Principles For Good Design For 21st Century
The world has certainly changed a great deal from yesteryear. Things are moving so rapidly now; it can be difficult to keep up. With all the excitement and flurry surrounding AI, AR, and VR, as well as the interconnectedness brought about through the internet, one can’t help but wonder what constitutes good design in the 21st century and what purpose it plays in today’s society.
Labarre’s points maintain that good design is: transparent; considers broad consequences; slow; honest; political; mindful of systems; good writing; multifaceted; for people and machines; takes risks.
Preview select points below and read Labarre’s full article here.
Good design considers broader consequences
Similar to Lead Designer at Pinterest Tim Belonax’s UI/UX trend prediction for 2018, the focus on ethics has become increasingly vital.
“In focusing on the immediate needs of users, [user-friendly design] often fails to consider long-term consequences,” explains Labarre. “Take Facebook’s echo chamber, Airbnb’s deleterious impact on affordable housing, or the smartphone, which is literally changing people’s brains and has spawned an entire generation of teenage automatons.”

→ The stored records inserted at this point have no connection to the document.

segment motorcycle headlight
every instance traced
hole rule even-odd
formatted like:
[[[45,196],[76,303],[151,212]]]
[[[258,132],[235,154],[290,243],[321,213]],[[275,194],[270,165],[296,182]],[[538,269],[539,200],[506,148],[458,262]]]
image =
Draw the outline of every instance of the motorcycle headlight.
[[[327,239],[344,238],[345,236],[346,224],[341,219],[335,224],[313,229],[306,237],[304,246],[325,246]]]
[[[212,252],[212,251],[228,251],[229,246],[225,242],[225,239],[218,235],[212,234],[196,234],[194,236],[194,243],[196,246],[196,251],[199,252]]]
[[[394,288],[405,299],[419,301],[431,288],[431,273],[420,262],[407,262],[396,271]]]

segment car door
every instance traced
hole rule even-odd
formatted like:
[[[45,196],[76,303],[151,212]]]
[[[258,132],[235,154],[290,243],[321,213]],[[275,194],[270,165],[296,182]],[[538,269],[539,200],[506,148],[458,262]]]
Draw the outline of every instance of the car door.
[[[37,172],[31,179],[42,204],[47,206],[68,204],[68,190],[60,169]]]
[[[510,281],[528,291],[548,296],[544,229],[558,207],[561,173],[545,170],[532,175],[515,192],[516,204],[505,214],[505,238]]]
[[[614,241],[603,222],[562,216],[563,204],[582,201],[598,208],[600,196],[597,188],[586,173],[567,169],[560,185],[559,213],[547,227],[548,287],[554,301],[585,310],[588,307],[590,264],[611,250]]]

Even former Facebook executive Chamath Palihapitiya admitted that the platform is “destroying how society works.”
It’s more than just clicks, reminds Labarre. Designers have to be mindful of the potential impact that their creations will have on the economy, society, culture, and environment.

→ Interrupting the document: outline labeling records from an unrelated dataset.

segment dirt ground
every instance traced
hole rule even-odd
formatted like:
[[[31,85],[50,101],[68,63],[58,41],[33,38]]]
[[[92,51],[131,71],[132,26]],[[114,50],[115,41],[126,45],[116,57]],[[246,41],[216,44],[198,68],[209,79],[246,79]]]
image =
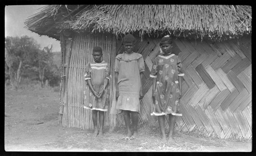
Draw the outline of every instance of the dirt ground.
[[[176,132],[177,143],[160,141],[158,127],[139,128],[139,139],[124,140],[124,127],[92,130],[58,125],[59,94],[52,89],[5,90],[6,151],[250,152],[251,141],[209,139]]]

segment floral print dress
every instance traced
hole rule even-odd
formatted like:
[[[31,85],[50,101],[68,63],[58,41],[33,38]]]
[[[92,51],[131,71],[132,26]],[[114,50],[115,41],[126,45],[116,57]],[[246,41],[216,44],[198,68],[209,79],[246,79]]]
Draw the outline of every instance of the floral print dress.
[[[110,80],[109,69],[109,63],[104,61],[100,63],[94,61],[89,62],[86,68],[84,80],[91,79],[93,89],[97,93],[99,93],[104,87],[105,79]],[[87,84],[83,91],[83,107],[92,110],[108,111],[109,103],[109,85],[101,98],[98,98],[94,96]]]
[[[152,116],[171,114],[182,116],[179,112],[178,76],[184,76],[180,58],[174,54],[159,55],[154,60],[150,76],[157,78],[156,101]]]

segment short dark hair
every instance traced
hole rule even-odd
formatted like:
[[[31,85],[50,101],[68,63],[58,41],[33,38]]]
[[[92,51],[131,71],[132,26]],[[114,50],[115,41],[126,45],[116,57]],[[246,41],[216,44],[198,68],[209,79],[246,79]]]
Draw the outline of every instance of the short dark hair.
[[[100,52],[102,53],[102,49],[99,47],[94,47],[93,49],[93,52]]]

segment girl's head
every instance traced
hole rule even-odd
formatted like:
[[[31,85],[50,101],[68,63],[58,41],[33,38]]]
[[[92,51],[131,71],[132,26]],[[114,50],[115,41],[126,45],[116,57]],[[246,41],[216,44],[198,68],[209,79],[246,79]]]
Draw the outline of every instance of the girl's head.
[[[173,48],[172,37],[168,35],[163,37],[161,39],[160,46],[162,51],[165,54],[172,53],[172,49]]]
[[[126,35],[123,39],[123,45],[127,53],[132,53],[134,44],[136,41],[135,37],[133,35],[128,34]]]
[[[95,47],[93,50],[93,56],[94,62],[100,63],[102,61],[102,49],[99,47]]]

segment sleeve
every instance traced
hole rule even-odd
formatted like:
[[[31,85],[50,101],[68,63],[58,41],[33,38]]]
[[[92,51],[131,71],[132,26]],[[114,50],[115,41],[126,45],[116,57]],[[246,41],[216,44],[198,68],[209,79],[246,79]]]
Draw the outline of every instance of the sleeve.
[[[106,69],[105,70],[105,78],[110,80],[110,65],[109,63],[106,66]]]
[[[143,57],[141,57],[139,59],[139,70],[140,73],[145,71],[145,64]]]
[[[116,58],[116,60],[115,61],[115,72],[119,72],[119,63],[120,60]]]
[[[178,68],[178,76],[183,76],[184,75],[183,68],[182,68],[182,64],[181,64],[181,61],[180,57],[177,56],[177,66]]]
[[[86,67],[86,74],[84,74],[84,80],[90,79],[92,76],[91,64],[88,63]]]
[[[157,78],[157,57],[156,57],[153,61],[153,64],[150,74],[150,77],[152,78]]]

Citing Rob Girling and Emilia Palaveeva from design consultancy Artefact, Labarre highlights that aside from asking, “How might we?” designers should—more importantly—start questioning, “At what cost?”
Good design is slow
Extending from the previous point about ethics and responsible design, Labarre stresses that good design “favors long-term solutions over quick fixes.”
This is critical in today’s world where software has become ubiquitous in people’s lives.
“For the past 20 years, tech has embraced a ‘move fast and break things’ mantra. That was fine when software had a relatively small impact on the world. But today, it shapes nearly every aspect of our lives, from what we read to whom we date to how we spend money–and it’s largely optimized to benefit corporations, not users. The stakes have changed, the methods haven’t.”
Good design is honest
In Ram’s original design principles, he writes, “[Good design] does not make a product more innovative, powerful or valuable than it really is. It does not attempt to manipulate the consumer with promises that cannot be kept.”
Labarre reemphasizes this pillar, particularly in an age where UX can be treated like a weapon, much like the case of Uber.
“[Uber] built its business on a seamless front-end user experience (hail a ride, without ever pulling out your wallet!) while playing puppet master with both users and drivers. The company’s fall from grace–culminating in CEO Travis Kalanick’s ousting last year–underscores the shortsightedness of this approach.”
Good design is political
The line between design and politics isn’t clear-cut anymore. With the internet, the segregation has blurred, what with brands such as KFC drawing inspiration from Donald Trump’s tweet to mock McDonald’s whilst trolling the US President, or the impact that net neutrality has on brands.
“If you work in software or design… you also work in politics,” said British designer Richard Pope.
“Politics is about the distribution of power, and few things distribute power more broadly and rapidly in the 21st century than code and design,” explains Laberre. “Facebook’s role in shaping the outcome of the presidential election is one obvious example. But you can find subtler examples all over the place, from ads targeting men for higher paying jobs to predictive policing software that indicts black people more than white people.”
“Good design is upfront about its potential to shape the political landscape.”